Accordingly, Cr having a mean particle diameter of 2 to 20 µm which is uniformly dispersed in a Cu matrix is the most preferred composition of material for an electrical contact point. In order to obtain this composition, mean particle diameter of less than or equal to 5 µm of Cr must be selected for sintering after atomization of Cu-Cr.
According to the present invention, 2 to 20 µ m of mean Cr particle diameter can be obtained because Cr particles in the alloyed powder are disintegrated to less than or equal to 5 µ m by atomizing the alloy mixture. Therefore, Cr in the obtained article can be dispersed uniformly, so breaking-current can be raised and contact resistance can be reduced, compared to electrical contact material formed by conventional powder metallurgy.

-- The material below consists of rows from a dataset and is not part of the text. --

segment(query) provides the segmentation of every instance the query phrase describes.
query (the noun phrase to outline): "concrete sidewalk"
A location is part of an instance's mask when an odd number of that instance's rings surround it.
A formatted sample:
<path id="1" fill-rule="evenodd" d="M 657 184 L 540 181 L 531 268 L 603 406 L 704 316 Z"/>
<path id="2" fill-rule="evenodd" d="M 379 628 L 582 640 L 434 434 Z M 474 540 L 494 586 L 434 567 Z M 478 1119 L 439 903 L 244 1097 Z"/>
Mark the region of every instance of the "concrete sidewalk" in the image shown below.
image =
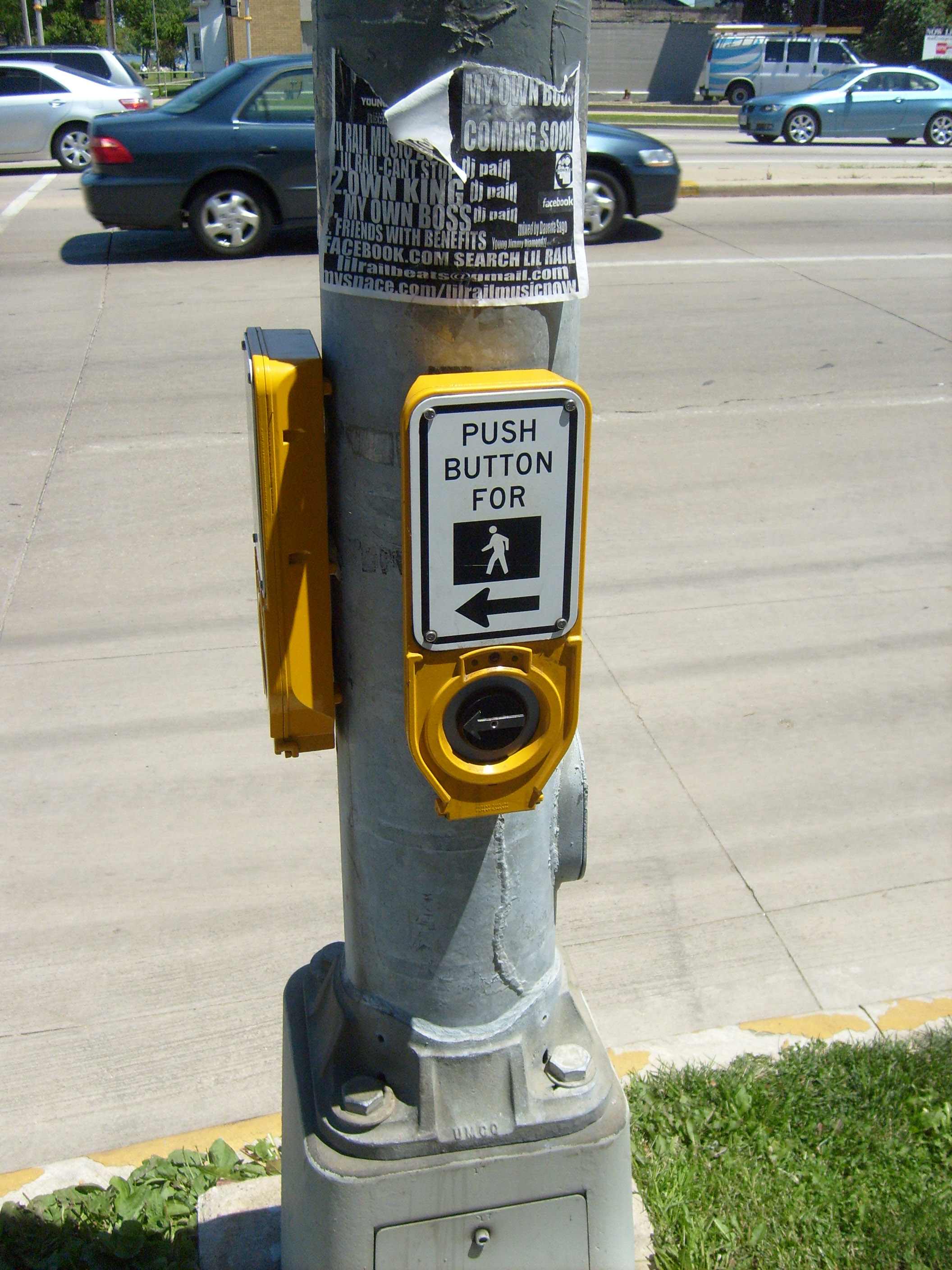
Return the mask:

Thus, the article obtained according to the method of the present invention shows excellent characteristics as electrical contact material.

Claims

An electrical contact material formed a sintered alloyed powder having alloyed elements of a first metal and a second metal comprising:
a matrix of the first metal in which particles of the second metal are homogeneously dispersed,
characterized in that
the first metal is copper and the second metal is chromium, and

the chromium particles have a mean particle diameter of 2 to 20 µm.
An electrical contact material as set forth in claim 1, wherein the content of said chromium particles included in said copper matrix is in the range of 5 to 20 wt%.
An electrical contact material as set forth in claim 1, wherein the content of said alloy element of chromium is in the range of 0.1 to 37 wt%.
An electrical contact material as set forth in claim 1, wherein said alloy powder includes less than or equal to 5 µm of chromium homogeneously dispersed therethrough, and atomized particles having a mean particle diameter of less than or equal to 150 µm.
A method for forming an electrical contact material comprising the steps of:
preparing a mixture of a first metal and a second metal,

melting said mixture into a molten alloy,

atomizing said molten alloy to obtain an alloy powder in which the second metal is homogeneously dispersed and which the second metal is homogeneously dispersed and

sintering said alloy powder,
characterized in that
as the first metal copper is used and as the second metal chromium is used,

melting of the mixture of copper and chromium is accomplished in an atmosphere of inert gas to reduce an oxygen content of said mixture to a level of less than 1000 ppm,

the molten alloy of copper and chromium is atomized into an alloy powder in which the mean diameter of chromium is less than or equal to 5 µm and

the alloy powder is sintered into a matrix of copper including chromium particles having a level of 2 to 20 µm, while maintaining homogenous dispersion thereof in said sintered matrix.
A method as set forth in claim 5, wherein said melting step is accomplished in an inert gas selected from the group consisting of argon and nitrogen.
A method as set forth in claim 6, wherein said melting step is accomplished in a vacuum.
A method as set forth in claim 6, wherein said atomizing is accomplished by gas atomizing, preferably using an inert gas selected from the group consisting of argon and nitrogen, or is accomplished by water-atomization.
A method as set forth in one of the claims 6 to 8, wherein said mixture includes 0.1 to 37 wt% of chromium and / or a mean particle diameter of said alloyed powder is less than or equal to 150 µm.